Closed CRCinAU closed 7 years ago
Fedora 27 uses glib 2.26. GCC 7.1.0, previously used by the script, had an incompatibility with glib 2.26, which has been fixed under 7.2.0. What you were experiencing was most probably not a random segmentation fault under heavy load but the result of that incompatibility. That was what I was encountering under ArchLinux. However, segmentation faults were still generated with my faulty CPU when I moved to GCC 7.2.0. If you don't experience it anymore, you most probably don't have a faulty CPU. You can use a previous version of the script to be sure or change the version downloaded by the current version to go back to 7.1.0.
See issue #6 for all the details (and mostly my last comment pointing to the GCC / glib official bug report).
That's an interesting bit of info.... Would it be worthwhile adding some of that to README.md to make things a little more obvious?
Yes, I agree that it would be a good idea.
This is problematic. @CRCinAU could you try to use ubuntu 17.04. (may be as a live system from a usb drive) and try the following version of the script: https://github.com/suaefar/ryzen-test/tree/ac77b35195c45805ab1d795a13f012d19337ce44 Maybe we need to revert. To trigger the bug reliably pretty specific parallel instrucion patterns seem to be needed.
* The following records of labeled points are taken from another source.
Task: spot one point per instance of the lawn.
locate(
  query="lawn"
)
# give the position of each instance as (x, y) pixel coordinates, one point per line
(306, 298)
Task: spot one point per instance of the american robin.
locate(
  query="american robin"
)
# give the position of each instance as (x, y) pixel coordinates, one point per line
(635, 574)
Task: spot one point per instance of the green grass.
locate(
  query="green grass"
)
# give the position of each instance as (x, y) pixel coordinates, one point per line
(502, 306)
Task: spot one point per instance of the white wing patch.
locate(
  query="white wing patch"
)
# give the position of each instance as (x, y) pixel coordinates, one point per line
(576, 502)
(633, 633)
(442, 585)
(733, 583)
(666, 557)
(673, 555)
@suaefar I'm happy to give things a go.... Do you have a link for something USB bootable in the ubuntu land? I'm not at all an ubuntu person....
...and these might not be achieved on all plattforms, distributions, versions of libraries, etc. If this turns out to be true, maybe I will again restrict the script to one version of one distribution.
@CRCinAU This should work: http://de.releases.ubuntu.com/zesty/ubuntu-17.04-desktop-amd64.iso
Ok - so I tried that ISO on a USB stick and couldn't get to a prompt or desktop after ~10 minutes... Seems to not like my system - either the nVidia graphics card - or something else....
That's unfortunate. I don't have any faulty CPUs anymore to test it myself. But what you experience (script does not trigger the bug anymore) is what I fear with every change to the script.
If I may suggest, use Fedora as you would, go back to commit ac77b35195c45805ab1d795a13f012d19337ce44 (before moving from GCC 7.1.0 to 7.2.0) and run the script. This should generate the same erros as you were seeing before. Open the logs after it outputs an error and paste it here. We'll compare the error with the one I was experiencing and with the one reported in GCC's bug database.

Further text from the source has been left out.